私に求めるメリット
程よくあたる日差しがポカポカしてて暖かい。高級なソファは弾力が丁度よくて眠気を誘う。カタカタとパソコンを叩く音が部屋に響く。なにを打ち込んでいるかは知らないが彼は忙しいそうだ。
私は鏡夜の部屋で本を借りて読んでいる。正確には読んでいた。鏡夜の部屋にある本は全てが難しくてよくわからない。なので結構前から読書を中断し、本を読むフリをしてコッソリ鏡夜を盗み見している。
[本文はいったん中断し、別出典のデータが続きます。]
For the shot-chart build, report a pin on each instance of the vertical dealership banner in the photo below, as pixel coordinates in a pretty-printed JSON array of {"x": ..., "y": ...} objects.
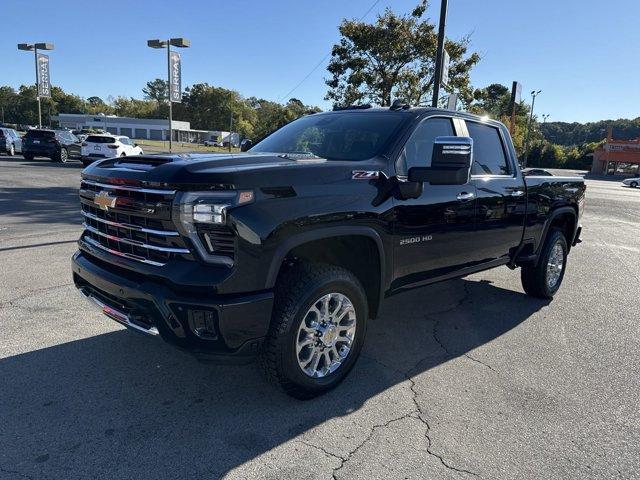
[
  {"x": 175, "y": 77},
  {"x": 44, "y": 80},
  {"x": 445, "y": 68}
]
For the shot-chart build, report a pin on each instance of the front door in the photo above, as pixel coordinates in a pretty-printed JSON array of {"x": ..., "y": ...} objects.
[
  {"x": 501, "y": 194},
  {"x": 433, "y": 234}
]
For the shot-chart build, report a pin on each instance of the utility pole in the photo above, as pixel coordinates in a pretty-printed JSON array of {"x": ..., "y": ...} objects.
[
  {"x": 439, "y": 53},
  {"x": 515, "y": 98},
  {"x": 534, "y": 94}
]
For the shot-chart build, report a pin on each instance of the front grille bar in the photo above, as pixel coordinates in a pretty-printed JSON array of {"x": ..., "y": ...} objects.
[
  {"x": 129, "y": 256},
  {"x": 135, "y": 242},
  {"x": 129, "y": 188},
  {"x": 166, "y": 233}
]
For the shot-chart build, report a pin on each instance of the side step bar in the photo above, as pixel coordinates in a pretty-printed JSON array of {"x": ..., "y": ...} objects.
[{"x": 114, "y": 314}]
『(だって内容が頭に入ってこないし、鏡夜を見ている方がいいしね)』
スッとした目にサラリとした黒髪。眼鏡が似合いパソコンを打つ手はスラリと長い。一言でいうと絵になる。背筋は伸びていて姿勢がよく座っているだけで絵になる。たまに飲み物を飲むとき動くのどぼとけになんだかドキリとする。
『(格好いいな。文句なしの男前。まぁ、性格に難ありだけども)』
鏡夜と出会ったのは私が中学一年生の時。私は鳳家に嫁いできた。要は鏡夜の婚約者なのだ。親に紹介されニッコリ笑った鏡夜は優しそうだったが裏がありそうだった。私はその偽物の顔をはがしたかった。だから言ってやったのだ。
『私は鏡夜の本当の顔が見てみたい。本当の顔も愛せる自信があるよ。』
その時の彼の顔は忘れられない。一度ポカンとし、ニヤリと不敵に笑った。あぁ、これが本当の顔か。それと同時なこっちの方が格好いいな、と思った。私しか知らない顔。ホスト部でへらへらしている営業向けの顔なんてものよりこっちの方がいい。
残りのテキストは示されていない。